Ne rajou­tons pas de l’in­cer­ti­tude à l’in­cer­ti­tude!

L'es­sen­tiel en bref: 

  • L’Union euro­péenne reste, et de loin, notre pre­mier par­te­naire com­mer­cial
  • Rési­lier la libre cir­cu­la­tion des per­sonnes, et avec elle l’en­semble des accords bila­té­raux I, est une très mau­vaise idée
  • La voie bila­té­rale avec l’UE est aussi gage de sta­bi­lité et de sécu­rité en cette période trou­blée

Vous n’ar­ri­vez plus à suivre avec la suc­ces­sion d’an­nonces décoif­fantes de Trump? Vous vous deman­dez ce qui sera réel­le­ment appli­qué au final? C’est nor­mal – et c’est même pro­ba­ble­ment le but de cette stra­té­gie de l’in­cer­ti­tude. Ce qui est cer­tain en revanche, c’est que mal­gré les ten­ta­tives de la décré­di­bi­li­ser, l’Union euro­péenne reste, et de loin, notre pre­mier par­te­naire com­mer­cial. Elle absorbe en effet 50% de nos expor­ta­tions, soit deux fois plus que les USA et la Chine réunis, qui sont res­pec­ti­ve­ment nos 2e et 3e débou­chés à l’ex­port.
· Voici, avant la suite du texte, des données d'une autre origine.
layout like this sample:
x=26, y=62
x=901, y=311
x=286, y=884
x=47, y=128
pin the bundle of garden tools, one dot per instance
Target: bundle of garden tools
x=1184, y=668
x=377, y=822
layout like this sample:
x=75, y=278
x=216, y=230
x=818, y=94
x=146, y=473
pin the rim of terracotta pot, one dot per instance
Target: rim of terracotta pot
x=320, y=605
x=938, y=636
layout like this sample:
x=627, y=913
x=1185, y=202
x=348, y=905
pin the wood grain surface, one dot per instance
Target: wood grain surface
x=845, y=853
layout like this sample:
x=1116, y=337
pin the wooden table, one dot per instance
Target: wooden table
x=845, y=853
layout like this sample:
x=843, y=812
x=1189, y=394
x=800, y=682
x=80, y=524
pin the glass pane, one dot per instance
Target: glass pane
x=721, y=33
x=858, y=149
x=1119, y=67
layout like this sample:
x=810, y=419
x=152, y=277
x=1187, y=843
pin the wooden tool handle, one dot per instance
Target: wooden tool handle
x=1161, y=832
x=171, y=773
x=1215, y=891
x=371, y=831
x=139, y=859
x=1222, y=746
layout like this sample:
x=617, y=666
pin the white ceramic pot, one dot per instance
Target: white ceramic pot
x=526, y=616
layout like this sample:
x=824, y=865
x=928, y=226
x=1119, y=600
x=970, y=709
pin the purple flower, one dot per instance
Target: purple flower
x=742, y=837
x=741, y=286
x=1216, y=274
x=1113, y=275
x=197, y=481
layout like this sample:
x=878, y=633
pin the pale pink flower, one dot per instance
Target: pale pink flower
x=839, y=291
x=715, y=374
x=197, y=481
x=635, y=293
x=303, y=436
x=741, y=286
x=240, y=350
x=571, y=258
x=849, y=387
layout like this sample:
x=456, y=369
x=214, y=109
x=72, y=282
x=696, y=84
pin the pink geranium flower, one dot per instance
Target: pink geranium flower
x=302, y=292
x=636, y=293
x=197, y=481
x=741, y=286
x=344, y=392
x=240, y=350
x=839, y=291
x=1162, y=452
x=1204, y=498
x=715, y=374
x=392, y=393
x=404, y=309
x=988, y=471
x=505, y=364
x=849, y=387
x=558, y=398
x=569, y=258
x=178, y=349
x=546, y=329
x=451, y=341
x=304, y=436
La Suisse a plus que jamais besoin de par­te­naires fiables

Envoyer val­ser par-des­sus bord la voie bila­té­rale sans pro­po­ser une quel­conque alter­na­tive cré­dible serait donc une très mau­vaise idée. C’est pour­tant ce que demande la nou­velle ini­tia­tive de rési­lia­tion UDC, qui veut pla­fon­ner la Suisse à 10 mil­lions d’ha­bi­tants. Si ce seuil est dépassé, le Conseil fédé­ral est tenu de rési­lier l’ac­cord sur la libre cir­cu­la­tion des per­sonnes avec l’UE. Ce qui ferait tom­ber auto­ma­ti­que­ment les six autres accords des Bila­té­rales I en rai­son de la clause guillo­tine. Autant dire que cela signi­fie­rait un énorme saut dans le vide pour nos entre­prises, déjà plon­gées dans l’in­cer­ti­tude en rai­son des menaces de guerres com­mer­ciales et autres conflits géo­po­li­tiques. Mais l’en­jeu n’est pas uni­que­ment éco­no­mique. En ces temps trou­blés, la Suisse a plus que jamais besoin de par­te­naires fiables. Elle a donc tout inté­rêt à conser­ver un par­te­na­riat fort et stable avec l’UE. La voie bila­té­rale est un che­min connu depuis 25 ans, qui a lar­ge­ment fait ses preuves. Elle est aussi gage de sta­bi­lité et de sécu­rité alors que la guerre est aux portes de l’Eu­rope.

Rap­pe­lons aussi que l’UE consti­tue un vivier de tra­vailleurs bien for­més dont la Suisse a besoin. Car notre popu­la­tion vieillit. Le nombre de per­sonnes par­tant à la retraite dépasse déjà celui des jeunes entrant sur le mar­ché du tra­vail. Et le phé­no­mène ne fait que com­men­cer. Rien qu’au cours des 10 pro­chaines années, le nombre de retrai­tés en Suisse aug­men­tera de 26%, contre 2% seule­ment pour les actifs. Autant dire que la relève n’est pas assu­rée, alors même que cer­taines branches peinent déjà à recru­ter.

Les Euro­péens viennent en Suisse pour tra­vailler

Grâce à la libre cir­cu­la­tion des per­sonnes, la Suisse a pu jus­qu’ici faire face à ce défi démo­gra­phique. De fait, sept per­sonnes sur dix arri­vant en Suisse en pro­ve­nance de l’UE/AELE entrent direc­te­ment sur le mar­ché du tra­vail. En com­plé­tant la main d’œuvre locale, ces tra­vailleurs contri­buent déjà aujour­d’hui à «faire tour­ner» nos entre­prises et nos hôpi­taux. Et financent dans le même temps l’AVS et nos assu­rances sociales. Actuel­le­ment, ils contri­buent à hau­teur de 26,3% au finan­ce­ment du 1er pilier (AVS, AI et APG), alors qu’ils ne touchent que 13,4% des pres­ta­tions ver­sées. Autant dire que le mythe du «tra­vailleur étran­ger pro­fi­teur» a fait long feu. Il faut donc miser sur le prag­ma­tisme hel­vé­tique qui a fait que la Suisse est la Suisse. Ce qui signi­fie savoir recon­naître où sont nos inté­rêts. Et jus­qu’à preuve du contraire, l’UE y figure tout en haut!

Cet article est paru le 2 avril 2025 dans le jour­nal l’Agefi.